Monday, February 21, 2011

Preparing Seniors for Independent Thinking through Leaderless Discussion

Last week, I had my students engage in a Leaderless (Student-Led) Discussion. I prepared the series of questions concerning the work we've been doing this year with Freud, Heart of Darkness, and most recently Kafka's Metamorphosis. When students arrived in class, I had desks arranged in two concentric circles, one inside the other, and I directed students to sit in either. At the start of class, I explained the ground rules and purpose of the exercise: Everyone speaks, listen first, ask interesting questions, keep the conversation going. All students prepped for five minutes by annotating questions from the list that interested them and finding one quote in Freud, Kafka, or Conrad that they could read aloud to the group for discussion.

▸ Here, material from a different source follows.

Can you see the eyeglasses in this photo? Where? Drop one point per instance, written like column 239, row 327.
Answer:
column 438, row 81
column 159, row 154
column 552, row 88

Students in the outside circle were given a grid to keep track of which students in the inner circle initiated topics, responded, or asked questions. After fifteen minutes, students on the inside would switch with those on the outside and continue. The teacher and those in the outer circle were to remain silent. At the end of class, we would all debrief and students were to use their individual class blogs that night to respond to any topic discussed or to comment on the process itself.

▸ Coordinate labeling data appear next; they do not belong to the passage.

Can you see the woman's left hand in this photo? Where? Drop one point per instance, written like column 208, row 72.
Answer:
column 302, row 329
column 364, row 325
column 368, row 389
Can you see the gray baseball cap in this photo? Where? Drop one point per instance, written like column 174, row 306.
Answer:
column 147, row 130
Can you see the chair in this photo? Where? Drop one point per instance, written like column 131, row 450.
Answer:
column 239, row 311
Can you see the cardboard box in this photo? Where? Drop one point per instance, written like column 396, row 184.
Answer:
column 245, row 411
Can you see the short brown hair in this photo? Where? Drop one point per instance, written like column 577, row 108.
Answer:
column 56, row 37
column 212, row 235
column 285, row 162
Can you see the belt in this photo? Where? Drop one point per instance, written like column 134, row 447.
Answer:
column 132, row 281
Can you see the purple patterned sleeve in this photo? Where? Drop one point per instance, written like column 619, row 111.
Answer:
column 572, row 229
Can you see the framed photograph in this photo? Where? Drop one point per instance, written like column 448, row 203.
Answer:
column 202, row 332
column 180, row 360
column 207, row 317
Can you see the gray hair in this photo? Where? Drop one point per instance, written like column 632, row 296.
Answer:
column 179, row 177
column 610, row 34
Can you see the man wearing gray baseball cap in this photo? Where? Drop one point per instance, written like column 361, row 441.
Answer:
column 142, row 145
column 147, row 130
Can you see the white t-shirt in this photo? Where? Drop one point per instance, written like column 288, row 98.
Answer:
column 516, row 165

  The excercise went well, though always unpredictably, and students were lively and engaged, with only a few awkward pauses. Afterwards, students were enthusiastic about the process and quite articulate about the implications for independence from the teacher and peer-to-peer learning. Many of the student blogs explored the philosophy of letting students self-direct their own discussions and learning, with some worrying about the open-endedness and directionlessness of such conversations. Overall, everyone agreed we would experiment further as second semester seniors moved toward graduation.

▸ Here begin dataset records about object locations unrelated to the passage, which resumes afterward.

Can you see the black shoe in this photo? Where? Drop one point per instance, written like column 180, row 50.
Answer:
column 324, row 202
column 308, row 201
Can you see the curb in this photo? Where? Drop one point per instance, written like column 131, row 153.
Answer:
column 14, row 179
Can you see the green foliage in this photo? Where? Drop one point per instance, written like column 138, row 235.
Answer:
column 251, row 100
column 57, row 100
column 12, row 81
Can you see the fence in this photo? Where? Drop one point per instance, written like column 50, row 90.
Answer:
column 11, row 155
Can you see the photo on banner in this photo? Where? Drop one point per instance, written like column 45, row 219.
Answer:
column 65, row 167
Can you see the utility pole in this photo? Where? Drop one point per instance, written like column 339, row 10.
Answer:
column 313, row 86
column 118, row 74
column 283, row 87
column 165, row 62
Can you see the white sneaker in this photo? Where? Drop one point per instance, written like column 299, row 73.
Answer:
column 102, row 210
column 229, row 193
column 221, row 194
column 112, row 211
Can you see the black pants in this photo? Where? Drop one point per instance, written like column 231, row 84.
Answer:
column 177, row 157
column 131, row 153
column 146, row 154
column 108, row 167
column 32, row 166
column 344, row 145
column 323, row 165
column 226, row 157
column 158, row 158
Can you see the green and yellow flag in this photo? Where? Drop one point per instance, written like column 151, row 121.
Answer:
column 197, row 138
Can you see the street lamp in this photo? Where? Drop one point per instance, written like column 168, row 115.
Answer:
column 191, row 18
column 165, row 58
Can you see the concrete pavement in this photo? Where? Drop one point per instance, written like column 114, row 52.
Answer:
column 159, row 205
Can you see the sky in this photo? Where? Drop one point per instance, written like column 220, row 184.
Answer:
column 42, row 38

    This is the third year I have used such discussions and they continue to energize second semester seniors and give them a new measure of freedom from teacher-dominated Socratic discussions. I hope to drive home the points that they have a growing ability to self-regulate, self-direct, and share learning in their own student community. I emphasize, and hope they remember, to help actualize such learning experiences next year in college and to shift from receptive-regurgition models to self-directed, constructivist ones.